Davy nutzte nicht nur elektrische Energie, um Experimente durchzuführen und Elemente zu isolieren, sondern erfand auch den Kohlenstoffbogen, eine frühe Version des elektrischen Lichts, das Licht im Lichtbogen zwischen zwei Kohlenstoffstäben erzeugte. Es wurde wirtschaftlich nicht praktikabel, bis die Kosten für die Herstellung des Netzteils Jahre später angemessen wurden.

Seine Arbeit führte zu Entdeckungen in Bezug auf Natrium und Kalium und zur Entdeckung von Bor. Er fand auch heraus, warum Chlor als Bleichmittel dient. Davy forschte für die Gesellschaft zur Verhütung von Unfällen in Kohlengruben, was 1815 zu seiner Erfindung einer Lampe führte, die sicher in Minen verwendet werden konnte. Ihm zu Ehren die Davy-Lampe genannt, bestand sie aus einer Dochtlampe, deren Flamme von einem Maschensieb umgeben war. Das Sieb ermöglichte den Abbau tiefer Kohleflöze trotz des Vorhandenseins von Methan und anderen brennbaren Gasen, indem die Flammenwärme abgeführt und die Entzündung der Gase verhindert wurde.

 

Späteres Leben und Tod

Davy wurde 1812 zum Ritter geschlagen und 1818 zum Baron für Beiträge an sein Land und an die Menschheit ernannt. vor allem die Davy Lampe. Dazwischen heiratete er die reiche Witwe und Sozialistin Jane Apreece. Er wurde 1820 Präsident der Royal Society of London und war 1826 Gründungsmitglied der Zoological Society of London.

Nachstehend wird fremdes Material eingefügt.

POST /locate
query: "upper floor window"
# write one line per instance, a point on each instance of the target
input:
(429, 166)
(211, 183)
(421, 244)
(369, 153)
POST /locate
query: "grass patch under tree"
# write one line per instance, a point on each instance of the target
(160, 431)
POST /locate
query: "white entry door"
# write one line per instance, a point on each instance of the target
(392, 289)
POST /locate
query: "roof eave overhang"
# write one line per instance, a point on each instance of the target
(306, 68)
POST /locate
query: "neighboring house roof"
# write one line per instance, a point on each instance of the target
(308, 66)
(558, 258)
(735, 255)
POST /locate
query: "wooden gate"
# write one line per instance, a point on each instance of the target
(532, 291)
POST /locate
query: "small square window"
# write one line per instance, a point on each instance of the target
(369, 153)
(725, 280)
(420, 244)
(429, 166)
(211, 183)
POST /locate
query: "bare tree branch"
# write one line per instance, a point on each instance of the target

Ab 1827 begann sich sein Gesundheitszustand zu verschlechtern. Davy starb am 29. Mai 1829 im Alter von 50 Jahren in Genf.

 

Erbe

Zu Davys Ehren vergibt die Royal Society seit 1877 jährlich die Davy-Medaille „für eine außerordentlich wichtige Neuentdeckung in jedem Bereich der Chemie“. Davys Arbeit diente als Leitfaden und Inspiration und ermutigte viele, Chemie, Physik und andere Bereiche der Wissenschaft zu studieren, darunter auch Michael Faraday. seinen Laborassistenten. Faraday wurde selbst berühmt für seine Beiträge zum Studium de
s Elektromagnetismus und der Elektrochemie. Es wurde gesagt, dass Faraday Davys größte Entdeckung war.

Er war auch als einer der größten Vertreter der  wissenschaftlichen Methode bekannt. einer mathematischen und experimentellen Technik, die in den Wissenschaften eingesetzt wird, insbesondere bei der Konstruktion und Prüfung einer wissenschaftlichen Hypothese.